At the Brussels Library the electric light has been applied to the reading-room where the periodicals are kept, and to the ante-room leading to it. In this latter, nine incandescent lamps (Müller-Nothomb's system) have been placed on brackets in groups of three. Three other lamps of the same system light up a passage leading to the machine. Finally, a soleil lamp with a globe completes the installation for the ante-room. The reading-room, with its semi-cylindrical ceiling, has been fitted up with three inverted soleil lamps (p. 300). These lamps, provided with opaque globes half hidden in flower-baskets, throw a diffused light on the ceiling, whose cylindrical surface disperses the light received, and thus illuminates even the remotest corners of the room. The titles of the books can be easily read on all the shelves, and the light hidden from direct view is soft, and possesses that pleasant tint characteristic of the soleil lamp.
The current is supplied by an alternating Gramme dynamo, which is driven by a locomotive engine. The machine feeds the four soleil lamps, as well as the twelve Müller-Nothomb lamps, which are joined for tension in the same circuit.
The Müller-Nothomb lamp, which is very little known in this country, differs from the other forms of incandescent lamps, not so much by the nature of the carbon filament, which is made of carbonized parchment, as by the way in which this filament is attached to the two platinum wires protruding into the lamp. The filaments are flattened out perpendicularly towards their ends, and attached to the platinum wires by a special cement. The lamp, instead of being completely exhausted, is filled with nitrogen gas.
One of the characteristic features of this lamp is the resistance it opposes to sudden changes of current; it only requires a current of two amperes, and is stated to give an intensity of from twenty-five to thirty candles.
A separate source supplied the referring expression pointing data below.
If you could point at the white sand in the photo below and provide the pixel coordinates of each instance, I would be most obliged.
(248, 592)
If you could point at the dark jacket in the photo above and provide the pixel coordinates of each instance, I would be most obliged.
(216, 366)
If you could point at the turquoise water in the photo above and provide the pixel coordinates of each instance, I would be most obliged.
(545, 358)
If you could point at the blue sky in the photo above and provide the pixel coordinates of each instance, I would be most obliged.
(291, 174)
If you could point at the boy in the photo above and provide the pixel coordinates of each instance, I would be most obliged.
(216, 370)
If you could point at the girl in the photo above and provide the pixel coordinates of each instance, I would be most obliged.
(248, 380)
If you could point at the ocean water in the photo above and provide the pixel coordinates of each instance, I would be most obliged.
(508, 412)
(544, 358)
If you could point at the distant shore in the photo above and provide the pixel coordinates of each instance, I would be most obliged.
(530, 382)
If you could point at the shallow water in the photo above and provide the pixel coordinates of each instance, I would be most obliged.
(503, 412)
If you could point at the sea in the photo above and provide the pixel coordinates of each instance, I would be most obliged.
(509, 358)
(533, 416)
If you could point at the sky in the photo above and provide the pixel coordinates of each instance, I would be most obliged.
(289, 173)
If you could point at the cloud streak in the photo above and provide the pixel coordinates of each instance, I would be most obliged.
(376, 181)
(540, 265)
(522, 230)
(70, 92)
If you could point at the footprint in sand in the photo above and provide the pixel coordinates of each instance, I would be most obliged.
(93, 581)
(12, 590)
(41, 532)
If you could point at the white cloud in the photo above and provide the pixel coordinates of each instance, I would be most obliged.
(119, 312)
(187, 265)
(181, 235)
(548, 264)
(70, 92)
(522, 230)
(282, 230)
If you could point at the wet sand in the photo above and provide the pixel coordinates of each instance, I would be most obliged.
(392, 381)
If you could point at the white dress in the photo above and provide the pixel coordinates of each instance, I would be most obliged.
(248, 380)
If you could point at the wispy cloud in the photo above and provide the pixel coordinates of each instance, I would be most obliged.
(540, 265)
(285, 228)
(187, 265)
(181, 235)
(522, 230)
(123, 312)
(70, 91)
From all the installations described above, it clearly follows that a mixed system of lighting has to be adopted for the individual requirements and special arrangements of different buildings. The number of these installations increases daily, but the electric light will only receive the general application it deserves when, by the establishment of central workshops, or by the reduction in price of storage batteries, electricity can be supplied cheaply, in any quantity and at any time.